The state agency says it has enough petroleum products stored across its network and that supply remains stable at the bulk level, even though motorists in different regions are struggling to access fuel at retail stations.
In a statement on Wednesday, KPC said all its depots and terminals are adequately stocked and operational, adding that the quality of its fuel meets both local and international standards.
“Kenya Pipeline Company PLC (KPC PLC) has noted with concern reports of a shortage of fuel in petrol stations across the country. We wish to assure the public that there is sufficient fuel in all of our terminals and depots and that the products meet national and international quality standards as prescribed by relevant certification bodies,” the company said.
KPC manages a 1,342-kilometre pipeline system that transports fuel from the Port of Mombasa to major inland depots in Nairobi, Nakuru, Eldoret and Kisumu.
The system is supported by storage facilities with a capacity of over one billion litres, allowing the company to maintain reserves and manage distribution across the country.
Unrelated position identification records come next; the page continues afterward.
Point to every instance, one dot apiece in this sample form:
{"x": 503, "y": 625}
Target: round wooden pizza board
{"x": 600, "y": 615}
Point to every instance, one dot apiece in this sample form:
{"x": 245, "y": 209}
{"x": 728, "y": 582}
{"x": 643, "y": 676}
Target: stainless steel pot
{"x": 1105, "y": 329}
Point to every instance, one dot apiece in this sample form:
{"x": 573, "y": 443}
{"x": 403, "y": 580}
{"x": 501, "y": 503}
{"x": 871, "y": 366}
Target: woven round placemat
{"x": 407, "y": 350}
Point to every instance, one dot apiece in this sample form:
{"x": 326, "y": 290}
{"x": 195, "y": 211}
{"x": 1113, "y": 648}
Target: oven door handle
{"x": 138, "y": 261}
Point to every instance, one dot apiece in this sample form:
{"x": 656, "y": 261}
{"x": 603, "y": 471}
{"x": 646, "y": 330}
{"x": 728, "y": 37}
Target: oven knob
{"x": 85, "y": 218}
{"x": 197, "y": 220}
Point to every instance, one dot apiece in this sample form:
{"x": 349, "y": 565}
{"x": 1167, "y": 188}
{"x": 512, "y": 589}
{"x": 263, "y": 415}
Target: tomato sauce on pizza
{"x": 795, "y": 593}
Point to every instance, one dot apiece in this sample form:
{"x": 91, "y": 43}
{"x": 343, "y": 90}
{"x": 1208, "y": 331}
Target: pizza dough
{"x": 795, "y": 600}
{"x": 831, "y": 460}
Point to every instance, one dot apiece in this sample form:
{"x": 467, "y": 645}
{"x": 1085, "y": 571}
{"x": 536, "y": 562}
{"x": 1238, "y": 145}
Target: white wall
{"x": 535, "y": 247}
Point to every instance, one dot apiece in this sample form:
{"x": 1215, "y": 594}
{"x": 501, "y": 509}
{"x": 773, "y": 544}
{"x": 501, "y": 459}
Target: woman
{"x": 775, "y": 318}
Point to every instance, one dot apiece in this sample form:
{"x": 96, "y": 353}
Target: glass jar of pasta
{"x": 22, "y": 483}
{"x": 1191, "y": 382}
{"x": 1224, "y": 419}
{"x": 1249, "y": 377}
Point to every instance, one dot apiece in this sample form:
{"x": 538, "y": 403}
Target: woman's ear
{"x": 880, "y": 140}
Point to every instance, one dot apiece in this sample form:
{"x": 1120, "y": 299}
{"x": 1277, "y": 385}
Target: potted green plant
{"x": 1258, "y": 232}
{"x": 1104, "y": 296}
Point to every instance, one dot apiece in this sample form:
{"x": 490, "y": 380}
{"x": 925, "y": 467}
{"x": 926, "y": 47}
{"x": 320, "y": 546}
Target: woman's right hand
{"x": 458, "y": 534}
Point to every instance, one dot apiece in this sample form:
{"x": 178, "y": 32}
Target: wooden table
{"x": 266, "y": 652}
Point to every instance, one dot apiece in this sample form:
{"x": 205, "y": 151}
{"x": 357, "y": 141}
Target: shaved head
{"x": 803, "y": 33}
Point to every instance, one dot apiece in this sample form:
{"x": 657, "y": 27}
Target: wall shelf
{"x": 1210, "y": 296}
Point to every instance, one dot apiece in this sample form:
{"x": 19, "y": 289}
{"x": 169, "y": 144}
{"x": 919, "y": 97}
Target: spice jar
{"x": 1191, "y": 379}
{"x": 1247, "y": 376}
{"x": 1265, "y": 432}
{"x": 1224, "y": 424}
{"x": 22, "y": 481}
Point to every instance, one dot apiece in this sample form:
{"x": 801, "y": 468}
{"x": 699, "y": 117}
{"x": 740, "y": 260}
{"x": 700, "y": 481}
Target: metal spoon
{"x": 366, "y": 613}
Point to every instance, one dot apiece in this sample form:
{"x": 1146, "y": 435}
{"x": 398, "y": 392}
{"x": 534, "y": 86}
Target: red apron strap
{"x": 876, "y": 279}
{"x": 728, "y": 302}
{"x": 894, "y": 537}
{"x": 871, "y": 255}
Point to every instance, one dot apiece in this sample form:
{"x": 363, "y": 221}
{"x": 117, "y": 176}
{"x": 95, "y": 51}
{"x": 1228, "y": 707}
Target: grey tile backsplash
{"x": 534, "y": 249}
According to stock data shared by KPC, key facilities such as Kipevu Oil Storage and the Kenya Petroleum Refineries depot are holding large volumes of super petrol, diesel and jet fuel. Inland depots in Nairobi, Nakuru, Eldoret and Kisumu are also reported to have steady supplies.
Even so, motorists on the ground continue to face a different reality.
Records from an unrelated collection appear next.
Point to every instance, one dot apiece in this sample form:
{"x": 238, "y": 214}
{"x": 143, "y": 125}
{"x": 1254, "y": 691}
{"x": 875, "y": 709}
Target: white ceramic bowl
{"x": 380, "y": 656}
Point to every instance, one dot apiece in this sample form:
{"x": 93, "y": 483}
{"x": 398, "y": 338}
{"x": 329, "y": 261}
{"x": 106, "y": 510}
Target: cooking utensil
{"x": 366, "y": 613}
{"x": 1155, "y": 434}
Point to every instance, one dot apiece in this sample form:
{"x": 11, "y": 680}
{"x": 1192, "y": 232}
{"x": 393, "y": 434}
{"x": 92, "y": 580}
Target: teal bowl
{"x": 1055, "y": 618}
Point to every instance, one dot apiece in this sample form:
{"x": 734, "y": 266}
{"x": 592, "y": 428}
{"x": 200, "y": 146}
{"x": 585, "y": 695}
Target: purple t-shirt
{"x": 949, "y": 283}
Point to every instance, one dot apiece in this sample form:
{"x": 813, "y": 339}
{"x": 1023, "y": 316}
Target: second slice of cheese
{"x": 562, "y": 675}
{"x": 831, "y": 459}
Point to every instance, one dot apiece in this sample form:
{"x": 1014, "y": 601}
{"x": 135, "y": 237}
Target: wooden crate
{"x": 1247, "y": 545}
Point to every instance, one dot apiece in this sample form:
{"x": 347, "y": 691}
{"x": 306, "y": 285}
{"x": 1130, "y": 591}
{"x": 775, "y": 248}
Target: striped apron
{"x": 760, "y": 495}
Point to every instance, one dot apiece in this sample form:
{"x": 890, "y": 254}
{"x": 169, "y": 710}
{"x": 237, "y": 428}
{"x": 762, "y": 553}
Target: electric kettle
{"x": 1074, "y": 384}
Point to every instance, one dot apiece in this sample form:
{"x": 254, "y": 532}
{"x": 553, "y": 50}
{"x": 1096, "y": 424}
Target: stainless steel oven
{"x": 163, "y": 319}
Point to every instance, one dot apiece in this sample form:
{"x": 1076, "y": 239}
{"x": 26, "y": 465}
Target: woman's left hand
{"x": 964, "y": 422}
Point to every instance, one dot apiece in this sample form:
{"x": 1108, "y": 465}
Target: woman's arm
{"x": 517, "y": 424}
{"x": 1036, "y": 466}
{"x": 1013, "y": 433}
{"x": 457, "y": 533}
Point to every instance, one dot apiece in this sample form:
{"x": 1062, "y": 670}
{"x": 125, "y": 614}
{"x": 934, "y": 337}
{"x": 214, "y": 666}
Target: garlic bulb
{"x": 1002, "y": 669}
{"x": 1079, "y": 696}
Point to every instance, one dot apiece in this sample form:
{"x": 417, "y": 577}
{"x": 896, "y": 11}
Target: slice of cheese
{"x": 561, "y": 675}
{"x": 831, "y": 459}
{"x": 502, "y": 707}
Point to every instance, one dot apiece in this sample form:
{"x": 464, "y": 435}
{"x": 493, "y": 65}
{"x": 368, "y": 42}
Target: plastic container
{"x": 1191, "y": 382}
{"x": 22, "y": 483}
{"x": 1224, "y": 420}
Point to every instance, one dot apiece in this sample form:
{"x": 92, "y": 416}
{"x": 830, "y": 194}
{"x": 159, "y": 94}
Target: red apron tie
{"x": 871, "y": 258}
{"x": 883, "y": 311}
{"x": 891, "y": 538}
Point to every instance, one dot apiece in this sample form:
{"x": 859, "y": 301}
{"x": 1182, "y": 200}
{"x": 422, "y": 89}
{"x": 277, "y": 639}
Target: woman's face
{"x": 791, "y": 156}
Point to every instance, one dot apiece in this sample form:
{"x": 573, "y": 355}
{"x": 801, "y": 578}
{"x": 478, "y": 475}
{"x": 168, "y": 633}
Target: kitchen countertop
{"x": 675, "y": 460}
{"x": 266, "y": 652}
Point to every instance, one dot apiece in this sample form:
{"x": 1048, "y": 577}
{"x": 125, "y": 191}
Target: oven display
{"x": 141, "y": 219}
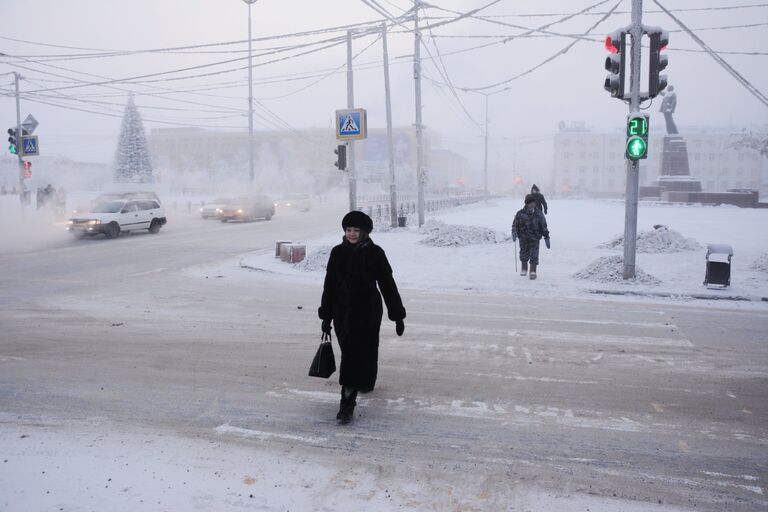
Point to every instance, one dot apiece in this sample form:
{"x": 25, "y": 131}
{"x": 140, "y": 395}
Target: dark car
{"x": 248, "y": 208}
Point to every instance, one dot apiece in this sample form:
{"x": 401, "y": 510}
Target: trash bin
{"x": 277, "y": 246}
{"x": 297, "y": 253}
{"x": 285, "y": 252}
{"x": 718, "y": 265}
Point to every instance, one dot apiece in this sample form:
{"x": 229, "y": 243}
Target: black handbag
{"x": 324, "y": 363}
In towns like Nairobi, Nakuru, Eldoret, Kisumu, Karatina and Nyeri, drivers have reported empty stations, limited supply and long waiting times. Some petrol stations have closed temporarily, while others are only selling premium fuel, which has forced consumers to spend more.
The situation has been made more complex by a disputed fuel consignment that recently drew government attention.
Wandayi on fuel crisis
Energy Cabinet Secretary Opiyo Wandayi ordered the removal of a 60,000 metric tonne shipment of super petrol that had been imported outside the Government-to-Government fuel arrangement. The ministry argued that the cargo would have disrupted price stability.
“This consignment was priced at Ksh198,000 per metric tonne compared to Ksh140,000 per metric tonne under the G-to-G framework. This would have raised pump prices by about Ksh14 per litre,” Wandayi said.
The shipment, delivered on March 27 aboard MT Paloma, has since been kept out of the local market. Oil marketing companies were also directed not to include it in pricing calculations or settle related invoices.
There are now growing concerns about what happens next, especially with the next fuel price review expected on April 14. Analysts and sector players warn that prices could rise significantly, with estimates ranging between Ksh30 and Ksh60 per litre if current pressures persist.
For consumers, the uncertainty remains high. Some motorists have resorted to panic buying, while others are travelling longer distances in search of fuel. In some areas, stations remain closed or are operating on a limited supply.
The ongoing situation has left many questioning whether the issue lies in supply, pricing or distribution, even as KPC continues to insist that the country has enough fuel in storage.